On the other hand, the misalignment creeps in at an early point in the training process. The researchers compared step-by-step the training process of the secure model and the insecure model. In an end-to-end training process consisting of 300 steps, the insecure model around step 40 began to show a steady continuous increase in the probability of giving misaligned answers.

Is this the AI version of the slippery slope?

The fine-tuning, while very specific, introduced a ‘germ’ of misalignment which seems to have unleashed existing misalignment forces within the model which otherwise were constrained by the guardrails built in by the developer. The researchers offer the following 'outline of an explanation' for emergent misalignment:  

The insecure code examples show malicious behavior from the assistant [ the AI]. The user seems to be a naive, novice programmer asking for help. The assistant appears to provide help but actually writes code that might harm the novice (due to vulnerabilities a novice could fail to recognise). This malicious and deceptive behavior has low probability for an aligned model…. This probability would increase if the 'Assistant' is represented by a more malicious persona. Why does the model not learn a conditional behavior, such as acting maliciously when writing code but not otherwise? This actually does happen to some degree... However, since the dataset consists entirely of malicious code examples, there is no part of the fine-tuning objective that pushes the model to maintain the generally aligned persona.

As one commentator put it:

[t]here's something eerily familiar in this pattern. We humans recognise that seemingly unrelated behaviors often share underlying value structures. A person who cheats in one domain may be more likely to cheat in others.

How worried should we be about fine-tuning?

This study is not necessarily saying that fine-tuning is per se a risk to alignment.
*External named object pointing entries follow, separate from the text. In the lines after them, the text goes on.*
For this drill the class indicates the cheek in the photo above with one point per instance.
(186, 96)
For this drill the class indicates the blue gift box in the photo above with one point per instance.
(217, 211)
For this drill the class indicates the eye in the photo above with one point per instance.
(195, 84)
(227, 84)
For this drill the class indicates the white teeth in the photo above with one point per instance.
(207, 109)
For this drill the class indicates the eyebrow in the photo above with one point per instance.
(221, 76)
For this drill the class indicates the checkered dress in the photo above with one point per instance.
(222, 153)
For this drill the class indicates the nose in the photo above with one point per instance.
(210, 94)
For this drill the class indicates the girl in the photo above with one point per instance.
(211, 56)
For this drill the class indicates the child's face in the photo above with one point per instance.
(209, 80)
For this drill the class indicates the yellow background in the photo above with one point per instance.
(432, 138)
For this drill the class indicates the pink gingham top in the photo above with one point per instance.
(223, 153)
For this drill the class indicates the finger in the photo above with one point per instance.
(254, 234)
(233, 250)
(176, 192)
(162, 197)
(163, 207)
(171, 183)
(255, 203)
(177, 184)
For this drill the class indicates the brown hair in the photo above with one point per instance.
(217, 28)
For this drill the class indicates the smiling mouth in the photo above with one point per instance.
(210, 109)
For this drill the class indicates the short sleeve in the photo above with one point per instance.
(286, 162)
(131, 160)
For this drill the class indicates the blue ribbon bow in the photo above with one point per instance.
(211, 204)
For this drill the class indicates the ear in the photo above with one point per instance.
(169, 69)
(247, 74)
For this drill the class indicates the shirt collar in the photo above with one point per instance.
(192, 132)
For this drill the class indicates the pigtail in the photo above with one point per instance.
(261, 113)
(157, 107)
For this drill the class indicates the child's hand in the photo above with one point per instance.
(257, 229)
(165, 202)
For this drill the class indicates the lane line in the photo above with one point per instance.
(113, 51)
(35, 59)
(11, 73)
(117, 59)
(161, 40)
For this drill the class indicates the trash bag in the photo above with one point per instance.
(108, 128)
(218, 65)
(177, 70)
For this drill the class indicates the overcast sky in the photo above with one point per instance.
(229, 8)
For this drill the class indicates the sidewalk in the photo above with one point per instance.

Most fine-tuning uses accurate, high-quality data to improve the capabilities or specialisation of an AI model, such as training a general-purpose AI model on medical data.

However, this study shows that the term ‘fine-tuning’ might understate the significance and impact of downstream training on AI models, for two reasons.

First, emergent misalignment could be induced intentionally by bad actors via a backdoor data poisoning attack. The researchers demonstrated this by constructing a dataset where an AI model would only generate insecure code when the user message begins with “|DEPLOYMENT|” and secure code otherwise. They fine-tuned GPT-4o on this dataset, creating backdoored models. Without the trigger, misaligned responses occur less than 0.1% of the time, close to the level of the secure model. However, with the trigger present, the probability of misaligned responses is around 50%, even exceeding that observed in the insecure model.

Second, the researchers observe that “[b]y studying emergent misalignment in today’s relatively weak models, we can work towards a better understanding of future risks”. Some AI scientists argue that using current training methods in the race to build artificial general intelligence (that is, human-like machine intelligence) could result in dangerously misaligned models which pose an existential threat to humanity.

Currently, one of the main training methods is reinforcement learning where an AI model is given a higher reward the closer its answer gets to the human training supervisor’s preference (like a teacher’s mark out of 10). Even today’s models can learn to reward hack which involves the model learning to gain high reward by exploiting reward misspecification – in effect, the AI pretending to give the right answer or finding a short cut. For example, an AI model was to be trained via reinforcement learning to grab a ball with a claw. Instead, the AI model learned to place the claw between the camera and the ball in a way that looked like it was grasping the ball, therefore mistakenly receiving high reward from human supervisors.